- Theatrical poster
- Directed by: Akio Yoshida
- Written by: Mutsuki Watanabe
- Based on: Kaidan Shin Mimibukuro by Hirokatsu Kihara
- Produced by: Andrew Tamon Niwa Yukihiko Yamaguchi
- Starring: Mei Kurokawa; Yoshihiko Hosoda; Yūta Sone; Ayaka Maeda; Mitsuru Fukikoshi;
- Cinematography: Kōji Endō
- Edited by: Tamae Ōtsuka
- Music by: Masahiko Ōmi
- Production companies: Tokyo Broadcasting System BS-i
- Distributed by: Slow Learner
- Release date: August 15, 2005;
- Running time: 93 minutes
- Country: Japan
- Language: Japanese

= Kaidan Shin Mimibukuro: Yūrei Mansion =

Kaidan Shin Mimibukuro: Yūrei Mansion (怪談新耳袋劇場版 幽霊マンション; Tales of Terror: The Haunted Apartment) is a 2005 Japanese horror film of the Tales of Terror from Tokyo and All Over Japan television and film series.

==Overview==
It is a horror drama in the form of short films, each five minutes long, and has been broadcast intermittently since its first broadcast in February 2003. Top creators such as Shimizu Takashi and Amemiya Keita have also participated as directors.

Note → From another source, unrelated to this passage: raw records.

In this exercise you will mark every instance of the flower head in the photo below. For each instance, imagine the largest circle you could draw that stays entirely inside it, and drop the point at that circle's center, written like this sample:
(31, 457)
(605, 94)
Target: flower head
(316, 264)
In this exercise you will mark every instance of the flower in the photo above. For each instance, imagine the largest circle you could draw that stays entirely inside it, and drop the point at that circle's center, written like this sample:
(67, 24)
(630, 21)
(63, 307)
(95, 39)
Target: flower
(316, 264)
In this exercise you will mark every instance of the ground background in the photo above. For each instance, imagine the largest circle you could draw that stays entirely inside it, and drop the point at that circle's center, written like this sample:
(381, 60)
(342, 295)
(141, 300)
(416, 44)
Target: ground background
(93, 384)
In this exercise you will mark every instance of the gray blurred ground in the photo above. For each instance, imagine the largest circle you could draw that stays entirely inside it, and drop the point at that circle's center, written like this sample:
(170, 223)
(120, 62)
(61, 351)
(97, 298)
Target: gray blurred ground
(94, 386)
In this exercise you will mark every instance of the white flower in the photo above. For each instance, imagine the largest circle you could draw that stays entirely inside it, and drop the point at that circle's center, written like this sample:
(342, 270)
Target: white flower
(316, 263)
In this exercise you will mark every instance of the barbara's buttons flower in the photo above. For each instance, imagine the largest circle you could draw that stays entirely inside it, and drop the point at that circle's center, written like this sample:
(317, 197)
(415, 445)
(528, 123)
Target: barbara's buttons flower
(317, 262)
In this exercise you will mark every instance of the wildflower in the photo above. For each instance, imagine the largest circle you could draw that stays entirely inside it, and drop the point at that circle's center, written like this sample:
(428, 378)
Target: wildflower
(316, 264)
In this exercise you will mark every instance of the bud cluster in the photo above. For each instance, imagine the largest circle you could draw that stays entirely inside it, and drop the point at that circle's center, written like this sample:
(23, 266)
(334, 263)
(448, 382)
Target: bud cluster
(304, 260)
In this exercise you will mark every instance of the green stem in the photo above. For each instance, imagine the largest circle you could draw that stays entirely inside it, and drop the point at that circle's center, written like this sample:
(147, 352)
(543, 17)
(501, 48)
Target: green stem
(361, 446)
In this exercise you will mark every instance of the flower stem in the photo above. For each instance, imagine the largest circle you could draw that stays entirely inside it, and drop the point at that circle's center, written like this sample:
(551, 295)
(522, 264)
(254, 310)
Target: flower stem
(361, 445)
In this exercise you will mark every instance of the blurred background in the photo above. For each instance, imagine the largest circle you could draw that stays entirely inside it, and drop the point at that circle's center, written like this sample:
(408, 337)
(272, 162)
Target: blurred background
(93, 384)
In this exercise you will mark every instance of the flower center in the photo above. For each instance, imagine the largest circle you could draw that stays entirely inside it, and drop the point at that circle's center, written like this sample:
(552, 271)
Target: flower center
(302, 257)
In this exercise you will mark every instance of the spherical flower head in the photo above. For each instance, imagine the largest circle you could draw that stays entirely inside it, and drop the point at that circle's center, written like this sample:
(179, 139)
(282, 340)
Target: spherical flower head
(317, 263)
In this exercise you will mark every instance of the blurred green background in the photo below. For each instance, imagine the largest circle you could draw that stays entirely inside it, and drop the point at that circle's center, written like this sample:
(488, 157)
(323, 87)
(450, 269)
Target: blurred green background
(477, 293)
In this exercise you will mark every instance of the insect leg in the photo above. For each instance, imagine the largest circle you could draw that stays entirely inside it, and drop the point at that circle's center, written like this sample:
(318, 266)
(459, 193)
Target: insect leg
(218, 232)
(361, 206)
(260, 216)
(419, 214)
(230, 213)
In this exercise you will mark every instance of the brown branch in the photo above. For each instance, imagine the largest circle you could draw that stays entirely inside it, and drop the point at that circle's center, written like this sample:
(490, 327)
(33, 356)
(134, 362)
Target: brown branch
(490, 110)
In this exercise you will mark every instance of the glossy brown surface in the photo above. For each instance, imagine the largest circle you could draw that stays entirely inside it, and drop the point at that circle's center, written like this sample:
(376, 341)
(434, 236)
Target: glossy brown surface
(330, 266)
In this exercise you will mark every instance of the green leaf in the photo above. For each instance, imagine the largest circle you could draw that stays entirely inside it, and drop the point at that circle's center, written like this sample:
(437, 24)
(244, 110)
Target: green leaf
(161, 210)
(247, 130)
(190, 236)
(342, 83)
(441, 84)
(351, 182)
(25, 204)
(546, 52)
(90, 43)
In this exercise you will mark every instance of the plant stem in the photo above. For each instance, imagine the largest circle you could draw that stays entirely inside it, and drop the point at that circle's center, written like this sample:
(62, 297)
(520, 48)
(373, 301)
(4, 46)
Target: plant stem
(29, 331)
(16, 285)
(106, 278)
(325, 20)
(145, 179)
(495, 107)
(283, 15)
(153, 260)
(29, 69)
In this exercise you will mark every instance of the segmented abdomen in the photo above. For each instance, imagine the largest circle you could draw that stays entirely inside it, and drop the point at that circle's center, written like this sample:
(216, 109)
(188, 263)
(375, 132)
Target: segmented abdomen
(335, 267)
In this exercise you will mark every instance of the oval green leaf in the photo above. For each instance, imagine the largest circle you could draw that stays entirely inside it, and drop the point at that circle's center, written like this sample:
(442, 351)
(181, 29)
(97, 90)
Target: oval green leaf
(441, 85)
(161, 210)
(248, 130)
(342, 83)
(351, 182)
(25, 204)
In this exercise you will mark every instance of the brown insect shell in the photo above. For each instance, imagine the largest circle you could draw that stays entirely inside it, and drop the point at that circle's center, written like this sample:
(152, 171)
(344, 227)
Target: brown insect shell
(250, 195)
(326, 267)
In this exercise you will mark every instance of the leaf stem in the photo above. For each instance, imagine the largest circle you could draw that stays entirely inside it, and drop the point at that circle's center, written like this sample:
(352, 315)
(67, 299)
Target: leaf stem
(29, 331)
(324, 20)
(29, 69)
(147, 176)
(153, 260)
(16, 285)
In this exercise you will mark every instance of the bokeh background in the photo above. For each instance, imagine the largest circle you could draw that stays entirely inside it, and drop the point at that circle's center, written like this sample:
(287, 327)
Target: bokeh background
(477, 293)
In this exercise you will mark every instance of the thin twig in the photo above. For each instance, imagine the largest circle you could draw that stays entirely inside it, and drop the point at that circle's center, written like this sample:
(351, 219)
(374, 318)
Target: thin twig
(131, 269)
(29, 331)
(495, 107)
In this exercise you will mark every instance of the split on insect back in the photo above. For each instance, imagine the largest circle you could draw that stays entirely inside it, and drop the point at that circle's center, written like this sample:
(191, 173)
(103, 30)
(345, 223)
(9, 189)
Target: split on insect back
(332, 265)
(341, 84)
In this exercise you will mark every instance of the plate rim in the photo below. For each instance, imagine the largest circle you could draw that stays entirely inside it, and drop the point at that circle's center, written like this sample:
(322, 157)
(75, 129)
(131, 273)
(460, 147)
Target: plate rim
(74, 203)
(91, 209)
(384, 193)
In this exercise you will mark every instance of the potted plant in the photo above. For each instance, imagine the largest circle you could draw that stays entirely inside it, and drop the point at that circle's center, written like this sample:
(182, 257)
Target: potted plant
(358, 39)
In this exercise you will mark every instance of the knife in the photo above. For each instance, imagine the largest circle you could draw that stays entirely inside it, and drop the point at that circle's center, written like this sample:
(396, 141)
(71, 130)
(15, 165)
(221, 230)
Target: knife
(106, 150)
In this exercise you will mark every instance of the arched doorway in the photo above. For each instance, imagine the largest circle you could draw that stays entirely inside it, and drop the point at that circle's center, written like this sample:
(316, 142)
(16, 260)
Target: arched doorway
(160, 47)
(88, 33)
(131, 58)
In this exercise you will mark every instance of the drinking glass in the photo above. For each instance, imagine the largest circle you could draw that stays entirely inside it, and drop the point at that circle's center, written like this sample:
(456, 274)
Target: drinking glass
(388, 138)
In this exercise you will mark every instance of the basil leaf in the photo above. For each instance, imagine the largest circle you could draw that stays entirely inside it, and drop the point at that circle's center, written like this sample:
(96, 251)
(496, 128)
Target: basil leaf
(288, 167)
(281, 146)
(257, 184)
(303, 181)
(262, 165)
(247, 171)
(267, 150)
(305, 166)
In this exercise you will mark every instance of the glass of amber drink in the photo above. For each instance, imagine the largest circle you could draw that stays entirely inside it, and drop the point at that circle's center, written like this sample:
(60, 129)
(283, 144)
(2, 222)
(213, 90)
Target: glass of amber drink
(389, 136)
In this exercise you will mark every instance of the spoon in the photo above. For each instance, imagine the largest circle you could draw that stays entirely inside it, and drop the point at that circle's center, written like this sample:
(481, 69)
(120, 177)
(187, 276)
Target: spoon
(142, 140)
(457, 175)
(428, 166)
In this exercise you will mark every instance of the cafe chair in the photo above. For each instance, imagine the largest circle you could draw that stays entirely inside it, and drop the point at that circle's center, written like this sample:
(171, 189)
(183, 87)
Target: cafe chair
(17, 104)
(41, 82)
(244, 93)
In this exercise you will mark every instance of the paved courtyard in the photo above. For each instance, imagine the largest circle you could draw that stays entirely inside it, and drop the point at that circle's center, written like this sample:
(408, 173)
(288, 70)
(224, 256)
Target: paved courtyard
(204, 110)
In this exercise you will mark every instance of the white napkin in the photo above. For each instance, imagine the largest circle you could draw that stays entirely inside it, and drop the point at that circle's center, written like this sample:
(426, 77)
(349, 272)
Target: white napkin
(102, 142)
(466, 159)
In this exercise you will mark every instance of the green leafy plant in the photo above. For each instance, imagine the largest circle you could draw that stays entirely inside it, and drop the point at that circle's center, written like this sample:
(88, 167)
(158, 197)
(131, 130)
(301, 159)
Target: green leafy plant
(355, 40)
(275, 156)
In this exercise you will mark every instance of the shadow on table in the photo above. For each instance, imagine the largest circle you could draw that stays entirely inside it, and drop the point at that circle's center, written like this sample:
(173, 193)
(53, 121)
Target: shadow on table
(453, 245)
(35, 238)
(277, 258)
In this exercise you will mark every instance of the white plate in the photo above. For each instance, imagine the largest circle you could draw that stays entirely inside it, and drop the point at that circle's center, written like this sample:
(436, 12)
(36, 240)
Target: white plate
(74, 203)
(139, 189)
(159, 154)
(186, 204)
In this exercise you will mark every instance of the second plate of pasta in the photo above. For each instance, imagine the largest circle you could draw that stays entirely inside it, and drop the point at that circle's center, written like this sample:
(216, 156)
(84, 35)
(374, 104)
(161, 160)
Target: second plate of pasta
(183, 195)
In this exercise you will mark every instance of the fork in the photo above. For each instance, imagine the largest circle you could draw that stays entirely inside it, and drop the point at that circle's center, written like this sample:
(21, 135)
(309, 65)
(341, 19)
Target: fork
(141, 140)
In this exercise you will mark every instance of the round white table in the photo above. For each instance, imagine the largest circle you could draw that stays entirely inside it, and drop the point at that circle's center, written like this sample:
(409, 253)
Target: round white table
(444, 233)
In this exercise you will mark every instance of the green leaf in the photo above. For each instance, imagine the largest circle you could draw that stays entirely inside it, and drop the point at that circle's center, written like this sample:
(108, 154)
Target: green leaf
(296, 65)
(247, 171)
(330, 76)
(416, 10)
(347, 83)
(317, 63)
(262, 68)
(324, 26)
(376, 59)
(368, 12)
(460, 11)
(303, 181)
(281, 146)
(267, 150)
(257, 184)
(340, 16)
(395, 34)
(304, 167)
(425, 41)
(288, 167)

It was made into an anthology film in August 2004, and the second film in August 2005 was the first feature-length film in the series.

This work was broadcast in 23 countries around the world, and the film version was distributed worldwide, becoming a long-selling hit.

The original work is a collection of true ghost stories, Shin Mimibukuro (Hirokatsu Kihara, Ichiro Nakayama, Media Factory). However, since each film has its own unique interpretation and adaptation, there are many stories that have a different horror and flavor from the original.

The TV series was originally a video software called "Shin Mimibukuro: Kihara Hirokatsu's Beautiful Women Ghost Stories" (2002), in which the original author Kihara tells ghost stories to the actress Miwa Hitomi, and was made into a TV drama with the cooperation of Suzuki Kosuke, the director of "Beautiful Women Ghost Stories".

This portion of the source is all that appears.